Interviewer: What do you do for a living?
'Adnan Elias: I clean for the municipality.
Interviewer: To what group do you belong?
'Adnan Elias: The Ansar Al-Sunna, sir.
Interviewer: We tied (the policeman) up and blindfolded him, and then threw him into the trunk. Then we went to the house of the Emir. We untied his hands and eyes, and then punished him.
Interviewer: How did you punish him?
'Adnan Elias: We whipped him.
Interviewer: You whipped him?
'Adnan Elias: Yes, Muhsin did.
Interviewer: And you?
'Adnan Elias: I didn't whip him. I just stood there holding the gun.
Interviewer: Go on.
'Adnan Elias: They told us to take him to the house of Habib 'Izzat Hamu. We took him out there. We said to him: "Why did you do this and that… Why are you after us?" He answered: "It's out of our hands. We get orders." Then we were told to bring a knife.
Interviewer: You slaughtered him?
'Adnan Elias: Yes, sir. Habib 'Izzat Hamu got the knife. He slaughtered him, and when he was dead, he opened his shirt buttons and cut open his stomach.
Interviewer: Who opened him up?
'Adnan Elias: Muhsin, sir.
Interviewer: When a doctor performs an operation he wears a surgeon's mask over his nose and mouth.
'Adnan Elias: No sir, he didn't wear one.
Interviewer: He didn't wear one?
'Adnan Elias: No sir, he didn't wear one. He cut open his stomach and took stuff out.
Interviewer: What did he take out?
'Adnan Elias: I don't know, his guts.
Interviewer: Weren't you nauseous? Didn't you vomit?
'Adnan Elias: You mean Muhsin?
Interviewer: No, you.
'Adnan Elias: I was standing a little bit aside.
Interviewer: And he didn't vomit or get nauseous?
'Adnan Elias: No, sir.
Interviewer: What is he, Dracula?
'Adnan Elias: Huh?
Interviewer: Go on.
'Adnan Elias: Yes, sir. He opened him up, took stuff out, and put TNT and explosives inside. Then he sewed up his stomach with thick thread.
Interviewer: With thread?
'Adnan Elias: Yes. And a needle. He put the buttons back in place...
Interviewer: He buttoned him up.
'Adnan Elias: Yes, he buttoned him up. We were told to take him in the car near the square in Tel A'far. We threw him there and placed his head back on his shoulders.
Interviewer: My God!
'Adnan Elias: 15 to 30 minutes later they told his family to come and get their son. His father came with two policemen. They picked up the body and made no more than two steps – we were standing far away – Ahmad Sinjar pressed the button.

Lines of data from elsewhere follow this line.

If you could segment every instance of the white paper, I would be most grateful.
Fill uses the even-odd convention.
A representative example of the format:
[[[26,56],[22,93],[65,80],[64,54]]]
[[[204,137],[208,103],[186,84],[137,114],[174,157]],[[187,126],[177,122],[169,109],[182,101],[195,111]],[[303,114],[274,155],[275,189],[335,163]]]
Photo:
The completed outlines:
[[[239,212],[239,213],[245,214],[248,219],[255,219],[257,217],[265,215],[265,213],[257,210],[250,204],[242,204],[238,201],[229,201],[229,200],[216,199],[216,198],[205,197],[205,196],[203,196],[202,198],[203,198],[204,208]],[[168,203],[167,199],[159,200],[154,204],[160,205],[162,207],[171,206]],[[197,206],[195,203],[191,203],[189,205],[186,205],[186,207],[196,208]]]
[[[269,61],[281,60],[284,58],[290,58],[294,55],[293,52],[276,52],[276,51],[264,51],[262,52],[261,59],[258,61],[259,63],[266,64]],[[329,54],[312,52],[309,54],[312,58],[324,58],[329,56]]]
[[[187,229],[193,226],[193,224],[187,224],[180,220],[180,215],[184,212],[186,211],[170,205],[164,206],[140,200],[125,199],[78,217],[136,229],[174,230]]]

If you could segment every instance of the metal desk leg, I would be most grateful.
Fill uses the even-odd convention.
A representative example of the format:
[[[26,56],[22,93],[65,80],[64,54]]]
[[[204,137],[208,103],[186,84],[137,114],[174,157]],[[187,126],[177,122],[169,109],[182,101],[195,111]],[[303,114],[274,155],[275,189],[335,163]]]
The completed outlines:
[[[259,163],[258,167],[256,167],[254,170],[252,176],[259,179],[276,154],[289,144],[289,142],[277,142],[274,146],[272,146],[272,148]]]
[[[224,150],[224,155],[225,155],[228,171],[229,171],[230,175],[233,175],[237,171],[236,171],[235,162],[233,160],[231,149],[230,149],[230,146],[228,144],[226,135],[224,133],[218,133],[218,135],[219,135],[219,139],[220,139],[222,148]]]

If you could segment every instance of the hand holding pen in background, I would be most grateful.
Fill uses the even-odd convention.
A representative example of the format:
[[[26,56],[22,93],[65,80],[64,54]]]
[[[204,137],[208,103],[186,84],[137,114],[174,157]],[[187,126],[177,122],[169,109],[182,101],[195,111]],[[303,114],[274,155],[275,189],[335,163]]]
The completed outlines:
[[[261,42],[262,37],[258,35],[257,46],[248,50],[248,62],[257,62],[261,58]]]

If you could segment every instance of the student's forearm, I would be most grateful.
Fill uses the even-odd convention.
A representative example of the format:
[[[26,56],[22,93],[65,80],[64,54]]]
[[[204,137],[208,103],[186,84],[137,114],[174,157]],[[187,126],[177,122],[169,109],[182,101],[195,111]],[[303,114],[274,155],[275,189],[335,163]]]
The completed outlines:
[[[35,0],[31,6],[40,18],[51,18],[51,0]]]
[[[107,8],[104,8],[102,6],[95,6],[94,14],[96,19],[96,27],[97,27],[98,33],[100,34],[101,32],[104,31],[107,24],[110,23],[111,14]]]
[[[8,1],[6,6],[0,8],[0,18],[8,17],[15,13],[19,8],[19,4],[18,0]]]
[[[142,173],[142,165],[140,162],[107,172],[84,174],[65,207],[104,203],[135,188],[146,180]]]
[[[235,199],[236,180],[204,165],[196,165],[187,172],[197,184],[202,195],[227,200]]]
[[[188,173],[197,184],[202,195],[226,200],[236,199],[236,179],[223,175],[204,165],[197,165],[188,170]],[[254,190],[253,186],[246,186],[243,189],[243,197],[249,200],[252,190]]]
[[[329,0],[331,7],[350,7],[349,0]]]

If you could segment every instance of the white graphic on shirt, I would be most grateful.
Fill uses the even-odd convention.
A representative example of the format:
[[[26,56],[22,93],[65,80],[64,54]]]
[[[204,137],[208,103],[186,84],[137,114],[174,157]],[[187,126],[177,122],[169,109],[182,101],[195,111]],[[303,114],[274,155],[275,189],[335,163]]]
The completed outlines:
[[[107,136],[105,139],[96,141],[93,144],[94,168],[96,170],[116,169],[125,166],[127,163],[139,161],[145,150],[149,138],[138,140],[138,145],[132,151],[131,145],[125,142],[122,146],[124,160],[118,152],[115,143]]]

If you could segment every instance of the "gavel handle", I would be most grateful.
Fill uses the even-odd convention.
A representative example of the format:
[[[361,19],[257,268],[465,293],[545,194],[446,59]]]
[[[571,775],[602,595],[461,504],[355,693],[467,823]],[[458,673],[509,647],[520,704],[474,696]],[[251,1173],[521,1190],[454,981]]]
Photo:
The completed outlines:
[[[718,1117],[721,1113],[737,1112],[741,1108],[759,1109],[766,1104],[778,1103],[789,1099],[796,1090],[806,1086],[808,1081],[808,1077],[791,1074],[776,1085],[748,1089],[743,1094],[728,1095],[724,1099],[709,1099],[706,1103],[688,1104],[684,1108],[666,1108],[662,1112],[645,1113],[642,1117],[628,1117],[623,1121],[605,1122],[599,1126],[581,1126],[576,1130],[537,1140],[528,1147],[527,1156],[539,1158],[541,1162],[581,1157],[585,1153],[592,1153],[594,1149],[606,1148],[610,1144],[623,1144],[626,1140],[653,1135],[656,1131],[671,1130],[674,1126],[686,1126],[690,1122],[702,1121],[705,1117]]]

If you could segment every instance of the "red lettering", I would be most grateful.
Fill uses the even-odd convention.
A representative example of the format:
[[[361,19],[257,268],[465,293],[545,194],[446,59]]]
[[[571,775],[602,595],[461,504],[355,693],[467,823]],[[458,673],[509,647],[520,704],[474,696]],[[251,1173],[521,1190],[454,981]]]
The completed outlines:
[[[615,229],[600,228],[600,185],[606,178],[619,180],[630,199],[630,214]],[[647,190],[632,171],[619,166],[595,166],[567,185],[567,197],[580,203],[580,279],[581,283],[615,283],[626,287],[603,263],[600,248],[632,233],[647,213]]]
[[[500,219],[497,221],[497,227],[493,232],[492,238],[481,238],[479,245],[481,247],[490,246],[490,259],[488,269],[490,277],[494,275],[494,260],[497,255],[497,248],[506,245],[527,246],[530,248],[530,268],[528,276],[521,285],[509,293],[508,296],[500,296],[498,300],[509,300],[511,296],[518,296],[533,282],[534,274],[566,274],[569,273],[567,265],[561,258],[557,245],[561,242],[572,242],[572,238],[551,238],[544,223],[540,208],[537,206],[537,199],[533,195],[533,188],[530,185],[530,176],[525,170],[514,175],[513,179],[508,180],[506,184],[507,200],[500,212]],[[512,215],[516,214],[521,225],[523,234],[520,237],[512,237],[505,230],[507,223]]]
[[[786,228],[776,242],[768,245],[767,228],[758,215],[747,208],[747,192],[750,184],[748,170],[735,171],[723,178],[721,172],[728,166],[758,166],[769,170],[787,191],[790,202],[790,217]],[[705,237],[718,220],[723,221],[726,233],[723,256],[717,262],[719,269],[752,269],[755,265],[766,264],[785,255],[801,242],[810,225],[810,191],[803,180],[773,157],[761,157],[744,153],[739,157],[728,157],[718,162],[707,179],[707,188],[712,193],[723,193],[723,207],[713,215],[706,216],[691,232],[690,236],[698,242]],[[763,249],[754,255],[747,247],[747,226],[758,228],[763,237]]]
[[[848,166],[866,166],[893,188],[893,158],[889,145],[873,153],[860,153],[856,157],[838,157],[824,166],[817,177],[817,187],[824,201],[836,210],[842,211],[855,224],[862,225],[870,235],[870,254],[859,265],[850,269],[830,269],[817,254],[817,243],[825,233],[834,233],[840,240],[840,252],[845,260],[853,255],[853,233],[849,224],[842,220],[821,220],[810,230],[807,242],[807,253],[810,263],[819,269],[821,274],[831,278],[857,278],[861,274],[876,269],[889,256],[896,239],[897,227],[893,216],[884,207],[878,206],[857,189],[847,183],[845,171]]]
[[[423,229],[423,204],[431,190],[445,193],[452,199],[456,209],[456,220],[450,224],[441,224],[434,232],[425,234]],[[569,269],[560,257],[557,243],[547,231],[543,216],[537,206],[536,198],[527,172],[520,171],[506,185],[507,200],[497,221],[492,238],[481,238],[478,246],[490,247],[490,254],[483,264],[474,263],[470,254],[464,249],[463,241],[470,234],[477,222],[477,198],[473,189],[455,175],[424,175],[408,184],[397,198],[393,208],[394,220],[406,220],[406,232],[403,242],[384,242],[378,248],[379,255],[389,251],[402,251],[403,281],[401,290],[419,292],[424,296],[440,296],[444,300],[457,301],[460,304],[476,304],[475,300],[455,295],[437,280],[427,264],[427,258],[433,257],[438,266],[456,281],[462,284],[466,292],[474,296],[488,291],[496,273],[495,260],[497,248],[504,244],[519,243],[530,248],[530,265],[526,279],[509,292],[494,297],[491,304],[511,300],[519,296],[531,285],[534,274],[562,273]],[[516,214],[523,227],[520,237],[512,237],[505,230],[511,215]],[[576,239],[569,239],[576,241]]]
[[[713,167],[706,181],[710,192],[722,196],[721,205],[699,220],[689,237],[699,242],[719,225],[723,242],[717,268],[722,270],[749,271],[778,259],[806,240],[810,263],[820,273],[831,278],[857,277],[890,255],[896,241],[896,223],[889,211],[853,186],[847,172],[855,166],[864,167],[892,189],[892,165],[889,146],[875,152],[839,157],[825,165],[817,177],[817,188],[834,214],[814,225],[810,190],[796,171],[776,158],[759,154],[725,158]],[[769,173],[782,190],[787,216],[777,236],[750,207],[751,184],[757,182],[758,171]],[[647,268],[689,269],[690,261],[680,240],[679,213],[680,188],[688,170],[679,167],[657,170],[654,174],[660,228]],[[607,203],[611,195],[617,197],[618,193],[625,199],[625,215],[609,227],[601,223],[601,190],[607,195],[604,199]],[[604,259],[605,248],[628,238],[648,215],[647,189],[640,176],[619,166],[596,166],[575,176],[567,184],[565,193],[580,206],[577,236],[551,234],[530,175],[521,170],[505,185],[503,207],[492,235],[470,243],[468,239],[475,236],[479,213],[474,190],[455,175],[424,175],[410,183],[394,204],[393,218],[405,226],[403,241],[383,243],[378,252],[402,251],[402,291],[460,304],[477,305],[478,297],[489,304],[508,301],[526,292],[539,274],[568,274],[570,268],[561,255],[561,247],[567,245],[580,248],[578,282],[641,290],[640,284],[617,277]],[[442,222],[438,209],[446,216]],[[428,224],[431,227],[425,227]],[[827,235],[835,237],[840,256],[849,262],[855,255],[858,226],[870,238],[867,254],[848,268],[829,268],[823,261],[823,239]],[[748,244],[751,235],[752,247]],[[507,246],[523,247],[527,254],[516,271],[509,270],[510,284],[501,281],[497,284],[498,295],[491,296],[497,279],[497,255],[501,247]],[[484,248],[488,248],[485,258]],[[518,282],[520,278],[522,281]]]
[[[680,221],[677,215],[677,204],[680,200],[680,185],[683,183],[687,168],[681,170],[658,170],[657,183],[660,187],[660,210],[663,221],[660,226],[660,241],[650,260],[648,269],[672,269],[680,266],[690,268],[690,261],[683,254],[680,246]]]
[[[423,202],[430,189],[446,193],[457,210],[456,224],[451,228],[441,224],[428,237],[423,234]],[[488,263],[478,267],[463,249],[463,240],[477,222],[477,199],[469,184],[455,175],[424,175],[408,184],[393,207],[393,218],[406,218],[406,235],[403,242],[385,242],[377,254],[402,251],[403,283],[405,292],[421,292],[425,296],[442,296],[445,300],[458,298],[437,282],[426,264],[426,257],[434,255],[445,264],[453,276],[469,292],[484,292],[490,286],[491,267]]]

Interviewer: By remote control.
'Adnan Elias: The body exploded on them, and they died.
Interviewer: So his father and the two policemen died.
'Adnan Elias: Yes sir, and we took off.
Reading stuff like this, it's hard not to feel oneself channelling Kurtz from Conrad's Heart of Darkness: "The horror, the horror, exterminate the brutes."